Most ceramics companies are established in the vicinity of clay deposits. (This environmental brief deals only briefly with the extraction of raw materials; for further details refer to the environmental brief Surface Mining. Advice on processing and transportation of raw materials is also given in the relevant environmental brief. The size of ceramic plants and their daily throughputs vary from a few kilograms for technical ceramic plants, normally 10 to 50 t/day for fine ceramics, to as much as 450 t/day in the tile industry. Since many companies operate different types of production, the total output of the works is often higher than the typical daily output of a specific product.

The fine, industrial and utilitarian ceramics industries use all types of clays, kaolins and fireclays (burnt clay), feldspars and sands as a raw material base. The refractory, abrasives and technical ceramics industries also use numerous high-temperature-resistant and abrasion-resistant oxides such as corundum (Al203), zirconium oxide (ZrO2) and silicon carbide (SiC).

Besides using their own, readily available raw materials, many companies are increasingly purchasing ready-processed raw materials, particularly for refractory products, abrasives and technical ceramics, as well as the raw materials required for glazes and frits.

The following process sequence is typical of the production processes in industrial, utilitarian and fine ceramics:

- extraction, processing, forming, drying, partial glazing or enamelling, firing, sorting/packing and transportation.

Execution of the individual process stages varies according to the selected method. Generally speaking, casting, plastic or drying processes are employed, with smooth transitions between the process stages.

Table 1 - Production processes

Casting processes

Plastic processes

Dry pressing processes

- Porcelain - Sanitary products - Electrical porcelain |- Refractory

- Tiles - Roof tiles - Expanded clay - Cleaving tiles - Electrical porcelain - Pottery - Earthenware

- Refractory products - Wall tiles, floor slabs - Pottery - Earthenware tiles - Technical ceramics - Steatite - Abrasive wheels

- In the casting process the raw materials are dosed, wet-ground and poured into plaster moulds as so-called slip. During pressure casting, the slip is shaped to produce the blank under pressure in machines.
- In the plastic process the raw materials are normally prepared in the wet state, mixed and shaped with moisture content of 15 - 20% water.
- In the dry pressing process used in fine ceramics, the raw materials are frequently prepared in the wet state, then dried in a spraying tower to a residual moisture content of 5-7%. In the refractory industry the raw materials are mixed dry and are often processed with pressing moisture content of less than 2%, also using organic and inorganic binding agents.
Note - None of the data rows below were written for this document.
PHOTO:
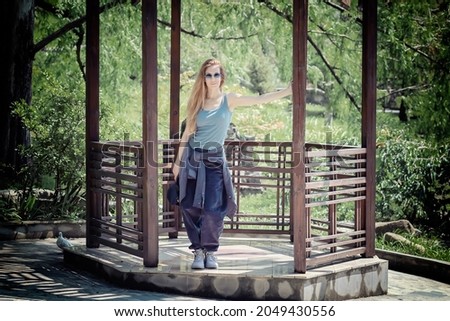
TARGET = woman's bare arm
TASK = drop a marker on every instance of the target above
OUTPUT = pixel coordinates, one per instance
(237, 100)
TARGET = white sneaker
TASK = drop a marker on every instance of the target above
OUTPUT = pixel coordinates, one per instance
(211, 261)
(199, 259)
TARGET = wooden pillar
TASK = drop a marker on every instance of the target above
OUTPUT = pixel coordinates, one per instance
(150, 132)
(175, 58)
(92, 109)
(368, 128)
(300, 32)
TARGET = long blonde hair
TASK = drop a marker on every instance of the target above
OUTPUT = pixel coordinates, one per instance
(198, 94)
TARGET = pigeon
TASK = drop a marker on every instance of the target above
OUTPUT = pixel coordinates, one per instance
(62, 242)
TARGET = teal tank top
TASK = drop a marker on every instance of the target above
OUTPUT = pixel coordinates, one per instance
(212, 127)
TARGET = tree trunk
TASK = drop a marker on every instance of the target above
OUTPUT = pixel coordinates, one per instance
(16, 38)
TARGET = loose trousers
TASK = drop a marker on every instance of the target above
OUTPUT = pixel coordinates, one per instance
(204, 226)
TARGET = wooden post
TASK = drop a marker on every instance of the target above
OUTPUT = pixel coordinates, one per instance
(92, 109)
(150, 131)
(300, 32)
(368, 128)
(175, 58)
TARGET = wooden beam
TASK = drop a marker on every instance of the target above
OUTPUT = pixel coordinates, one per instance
(92, 108)
(150, 131)
(300, 33)
(368, 128)
(175, 58)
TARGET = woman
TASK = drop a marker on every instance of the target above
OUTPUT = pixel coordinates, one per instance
(206, 190)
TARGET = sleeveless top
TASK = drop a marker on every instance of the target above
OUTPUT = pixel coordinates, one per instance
(212, 127)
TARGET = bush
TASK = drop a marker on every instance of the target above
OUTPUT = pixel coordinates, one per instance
(55, 158)
(413, 178)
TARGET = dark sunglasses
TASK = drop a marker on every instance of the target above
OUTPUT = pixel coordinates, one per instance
(216, 75)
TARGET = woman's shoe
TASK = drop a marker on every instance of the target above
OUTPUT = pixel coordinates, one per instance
(199, 260)
(211, 261)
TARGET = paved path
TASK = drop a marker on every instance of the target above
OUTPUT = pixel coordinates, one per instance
(34, 270)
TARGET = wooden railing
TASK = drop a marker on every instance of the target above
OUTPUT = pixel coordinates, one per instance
(261, 172)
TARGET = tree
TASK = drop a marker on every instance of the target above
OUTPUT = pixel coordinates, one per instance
(17, 23)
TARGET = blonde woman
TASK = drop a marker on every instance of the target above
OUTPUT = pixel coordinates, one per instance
(206, 190)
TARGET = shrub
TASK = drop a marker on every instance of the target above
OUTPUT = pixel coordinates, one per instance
(413, 180)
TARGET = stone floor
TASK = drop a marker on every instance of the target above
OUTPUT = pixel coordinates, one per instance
(35, 270)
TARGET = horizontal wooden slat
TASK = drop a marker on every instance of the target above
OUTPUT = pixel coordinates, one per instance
(121, 176)
(345, 191)
(335, 244)
(336, 152)
(336, 182)
(113, 193)
(330, 257)
(340, 235)
(337, 201)
(346, 161)
(335, 172)
(134, 188)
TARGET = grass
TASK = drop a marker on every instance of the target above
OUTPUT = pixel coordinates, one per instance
(434, 247)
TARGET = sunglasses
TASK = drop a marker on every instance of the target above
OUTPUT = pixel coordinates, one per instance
(216, 75)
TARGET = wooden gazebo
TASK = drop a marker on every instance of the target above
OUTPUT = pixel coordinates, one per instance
(126, 209)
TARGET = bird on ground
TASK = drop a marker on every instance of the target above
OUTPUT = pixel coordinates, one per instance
(62, 242)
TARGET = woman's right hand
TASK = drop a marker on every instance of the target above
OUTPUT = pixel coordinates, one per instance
(175, 171)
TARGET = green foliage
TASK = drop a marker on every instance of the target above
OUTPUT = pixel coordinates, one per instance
(57, 151)
(434, 247)
(413, 180)
(415, 62)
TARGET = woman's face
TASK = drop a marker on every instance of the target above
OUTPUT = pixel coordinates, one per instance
(213, 77)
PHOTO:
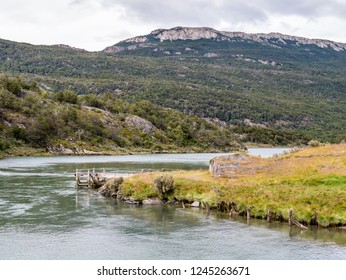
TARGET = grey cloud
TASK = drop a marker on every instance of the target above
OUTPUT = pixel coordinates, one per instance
(212, 12)
(190, 12)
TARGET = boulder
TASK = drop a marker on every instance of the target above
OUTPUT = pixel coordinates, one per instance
(141, 124)
(152, 201)
(195, 204)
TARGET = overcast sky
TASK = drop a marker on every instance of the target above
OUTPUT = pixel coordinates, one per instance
(96, 24)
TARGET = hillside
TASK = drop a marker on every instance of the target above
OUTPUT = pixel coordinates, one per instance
(261, 84)
(312, 181)
(34, 121)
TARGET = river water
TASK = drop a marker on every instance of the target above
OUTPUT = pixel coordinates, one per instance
(43, 216)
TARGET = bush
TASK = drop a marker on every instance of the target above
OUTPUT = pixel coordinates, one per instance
(164, 185)
(314, 143)
(66, 96)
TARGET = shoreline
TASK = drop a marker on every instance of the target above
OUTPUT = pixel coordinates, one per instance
(312, 182)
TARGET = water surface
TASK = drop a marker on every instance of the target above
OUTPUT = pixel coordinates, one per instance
(42, 216)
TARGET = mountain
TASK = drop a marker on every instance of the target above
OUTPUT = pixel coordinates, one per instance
(275, 40)
(35, 121)
(264, 86)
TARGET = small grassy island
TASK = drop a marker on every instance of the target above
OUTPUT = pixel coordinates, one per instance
(312, 181)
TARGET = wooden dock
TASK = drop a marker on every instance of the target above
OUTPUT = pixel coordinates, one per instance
(92, 178)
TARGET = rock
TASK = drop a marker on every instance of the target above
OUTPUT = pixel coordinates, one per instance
(234, 165)
(130, 200)
(111, 188)
(152, 201)
(195, 204)
(141, 124)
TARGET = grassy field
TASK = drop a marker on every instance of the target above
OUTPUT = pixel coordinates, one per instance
(312, 181)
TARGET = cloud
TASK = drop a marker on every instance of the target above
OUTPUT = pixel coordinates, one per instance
(95, 24)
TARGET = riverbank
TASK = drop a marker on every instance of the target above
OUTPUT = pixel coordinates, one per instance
(311, 181)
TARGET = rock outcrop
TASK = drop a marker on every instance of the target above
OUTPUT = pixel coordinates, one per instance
(234, 165)
(141, 124)
(275, 40)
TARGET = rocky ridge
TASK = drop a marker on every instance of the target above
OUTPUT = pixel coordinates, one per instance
(197, 33)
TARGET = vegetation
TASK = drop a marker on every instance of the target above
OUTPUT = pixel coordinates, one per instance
(311, 181)
(302, 96)
(33, 120)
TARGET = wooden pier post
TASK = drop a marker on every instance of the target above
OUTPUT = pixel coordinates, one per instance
(77, 179)
(290, 217)
(88, 178)
(207, 208)
(248, 212)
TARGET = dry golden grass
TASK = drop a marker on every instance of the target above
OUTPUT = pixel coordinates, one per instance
(311, 181)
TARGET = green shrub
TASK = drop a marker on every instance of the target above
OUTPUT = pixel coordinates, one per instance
(164, 185)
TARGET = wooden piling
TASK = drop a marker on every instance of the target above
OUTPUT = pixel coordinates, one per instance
(269, 216)
(292, 221)
(290, 217)
(77, 178)
(248, 212)
(207, 208)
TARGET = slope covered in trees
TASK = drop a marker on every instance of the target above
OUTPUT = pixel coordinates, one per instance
(33, 120)
(264, 91)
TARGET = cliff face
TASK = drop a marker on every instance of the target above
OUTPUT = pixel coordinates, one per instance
(196, 33)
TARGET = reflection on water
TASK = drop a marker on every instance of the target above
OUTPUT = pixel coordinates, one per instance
(42, 216)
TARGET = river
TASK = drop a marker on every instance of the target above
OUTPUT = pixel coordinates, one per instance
(43, 216)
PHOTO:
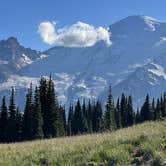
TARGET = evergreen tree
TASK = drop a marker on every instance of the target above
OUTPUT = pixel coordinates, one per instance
(62, 121)
(137, 117)
(43, 87)
(118, 118)
(19, 125)
(51, 125)
(97, 117)
(153, 108)
(70, 120)
(124, 111)
(28, 117)
(158, 113)
(164, 105)
(89, 117)
(12, 128)
(37, 117)
(3, 121)
(130, 114)
(79, 122)
(146, 111)
(110, 112)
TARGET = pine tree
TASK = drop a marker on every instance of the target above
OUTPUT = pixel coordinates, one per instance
(12, 128)
(137, 117)
(146, 111)
(110, 112)
(97, 117)
(62, 121)
(158, 113)
(37, 116)
(90, 117)
(118, 117)
(43, 87)
(28, 117)
(70, 120)
(79, 122)
(153, 108)
(123, 110)
(130, 114)
(164, 105)
(19, 125)
(3, 121)
(51, 125)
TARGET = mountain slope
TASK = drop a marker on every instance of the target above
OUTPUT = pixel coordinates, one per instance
(88, 71)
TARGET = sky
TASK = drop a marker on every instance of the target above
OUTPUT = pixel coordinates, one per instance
(23, 19)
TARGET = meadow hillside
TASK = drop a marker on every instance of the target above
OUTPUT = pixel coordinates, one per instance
(143, 144)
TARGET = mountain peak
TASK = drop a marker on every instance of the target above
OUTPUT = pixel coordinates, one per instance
(12, 40)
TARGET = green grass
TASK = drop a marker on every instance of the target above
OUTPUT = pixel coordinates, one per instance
(143, 144)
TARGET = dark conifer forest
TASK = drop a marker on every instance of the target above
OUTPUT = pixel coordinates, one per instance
(43, 117)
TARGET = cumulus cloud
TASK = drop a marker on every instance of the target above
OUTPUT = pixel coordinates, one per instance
(77, 35)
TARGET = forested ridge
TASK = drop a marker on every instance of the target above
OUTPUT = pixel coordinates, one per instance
(44, 117)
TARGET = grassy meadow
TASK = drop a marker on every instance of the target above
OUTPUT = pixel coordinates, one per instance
(143, 144)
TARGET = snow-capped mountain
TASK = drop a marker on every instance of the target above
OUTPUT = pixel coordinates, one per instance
(13, 56)
(134, 63)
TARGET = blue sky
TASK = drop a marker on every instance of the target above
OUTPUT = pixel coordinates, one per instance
(21, 18)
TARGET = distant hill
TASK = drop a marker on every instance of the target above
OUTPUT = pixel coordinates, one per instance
(134, 64)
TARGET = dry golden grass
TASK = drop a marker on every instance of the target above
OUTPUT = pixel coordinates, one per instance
(122, 147)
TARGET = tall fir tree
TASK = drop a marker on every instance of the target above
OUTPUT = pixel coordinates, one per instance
(51, 125)
(12, 128)
(19, 125)
(43, 87)
(130, 114)
(89, 117)
(118, 117)
(97, 117)
(37, 116)
(146, 110)
(164, 105)
(27, 116)
(158, 111)
(3, 121)
(70, 121)
(79, 122)
(124, 111)
(110, 112)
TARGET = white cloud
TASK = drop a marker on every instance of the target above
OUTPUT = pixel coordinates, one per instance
(76, 35)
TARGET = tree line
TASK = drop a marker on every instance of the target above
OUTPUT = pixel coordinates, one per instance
(43, 117)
The moulded products are dried and then fired. They are generally fired in high-power tunnel kilns; special products are fired mainly in individual, hood-type or batch kilns, while fast-burning products are fired in roller hearth kilns of various designs. In many countries, tile products in particular are often fired in self-built single-chamber and ring kilns or in charcoal kiln systems.

Many fine ceramic products are glazed or enamelled before firing.
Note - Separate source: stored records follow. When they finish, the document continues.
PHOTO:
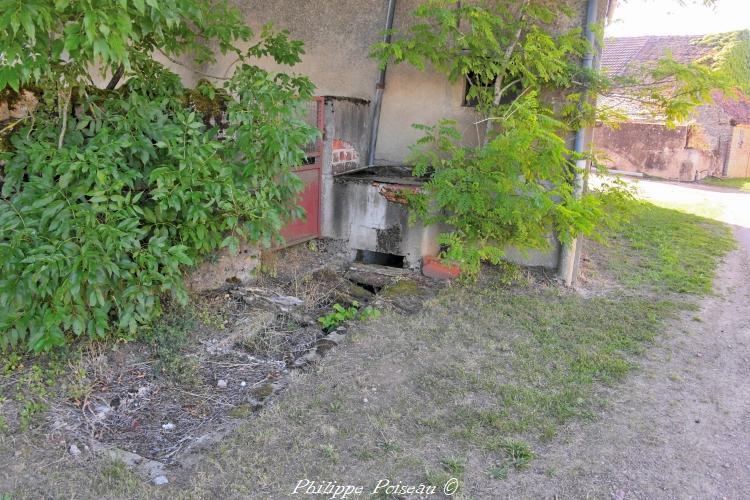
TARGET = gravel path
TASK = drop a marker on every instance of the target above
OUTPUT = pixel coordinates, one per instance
(680, 427)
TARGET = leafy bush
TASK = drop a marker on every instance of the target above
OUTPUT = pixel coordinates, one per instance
(512, 178)
(341, 314)
(108, 195)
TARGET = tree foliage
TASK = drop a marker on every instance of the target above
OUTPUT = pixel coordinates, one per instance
(510, 182)
(108, 195)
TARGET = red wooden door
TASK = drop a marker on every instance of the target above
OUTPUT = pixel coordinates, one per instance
(308, 227)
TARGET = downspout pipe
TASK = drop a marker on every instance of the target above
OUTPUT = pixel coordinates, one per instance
(567, 268)
(377, 101)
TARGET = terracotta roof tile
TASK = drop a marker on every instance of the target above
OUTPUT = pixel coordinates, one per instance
(621, 55)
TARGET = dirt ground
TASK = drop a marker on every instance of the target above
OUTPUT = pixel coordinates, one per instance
(486, 386)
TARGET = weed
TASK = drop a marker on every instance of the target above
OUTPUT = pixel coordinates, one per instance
(390, 447)
(330, 452)
(439, 478)
(118, 478)
(741, 183)
(454, 465)
(667, 250)
(168, 337)
(518, 455)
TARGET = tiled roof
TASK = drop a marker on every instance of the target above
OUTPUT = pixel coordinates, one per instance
(737, 107)
(620, 55)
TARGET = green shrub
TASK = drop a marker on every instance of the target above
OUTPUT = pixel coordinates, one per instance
(108, 196)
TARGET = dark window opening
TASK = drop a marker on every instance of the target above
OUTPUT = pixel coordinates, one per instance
(381, 259)
(474, 80)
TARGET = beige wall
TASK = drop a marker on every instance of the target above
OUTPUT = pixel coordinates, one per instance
(338, 36)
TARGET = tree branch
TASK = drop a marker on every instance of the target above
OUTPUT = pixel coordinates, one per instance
(112, 85)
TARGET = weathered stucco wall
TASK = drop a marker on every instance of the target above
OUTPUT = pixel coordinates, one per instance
(655, 150)
(338, 37)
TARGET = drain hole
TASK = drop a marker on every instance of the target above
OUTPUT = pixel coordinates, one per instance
(381, 259)
(369, 287)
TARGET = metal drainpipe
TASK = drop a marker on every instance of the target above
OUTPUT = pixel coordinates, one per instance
(567, 267)
(377, 101)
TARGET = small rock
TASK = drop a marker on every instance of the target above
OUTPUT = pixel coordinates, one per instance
(160, 480)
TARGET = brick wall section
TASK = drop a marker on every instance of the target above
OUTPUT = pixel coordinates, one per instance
(344, 157)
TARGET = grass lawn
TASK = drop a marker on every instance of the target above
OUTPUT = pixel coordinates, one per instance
(741, 183)
(470, 388)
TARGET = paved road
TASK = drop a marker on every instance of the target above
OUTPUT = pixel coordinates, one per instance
(681, 427)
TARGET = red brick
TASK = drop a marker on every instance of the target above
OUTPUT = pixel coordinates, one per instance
(434, 268)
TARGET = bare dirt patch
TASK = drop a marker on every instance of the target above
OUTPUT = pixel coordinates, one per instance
(203, 370)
Depending on the raw materials used, the firing temperatures in industrial, utilitarian and fine ceramics begin at 950°C for some tile products, for example, whereas most fine ceramic products are fired at between 1100°C and 1400°C. Refractory and technical ceramic products have firing temperatures of 1280 to 1900°C. (Pure glaze baking is done at lower temperatures.) The dual firing process is sometimes used for porcelain and very rarely for wall tiles.

Energy consumption depends on the product and the process; in the tile industry, because of the low firing temperatures, it is between 800 and 2100 kJ/kg of manufactured product, but in almost all other areas of industrial, utilitarian and fine ceramics it is on average much higher per manufactured product, and may be as much as 8000 kJ/kg of product.

After firing the products must be sorted and sometimes reworked, which will involve varying labour costs depending on the product.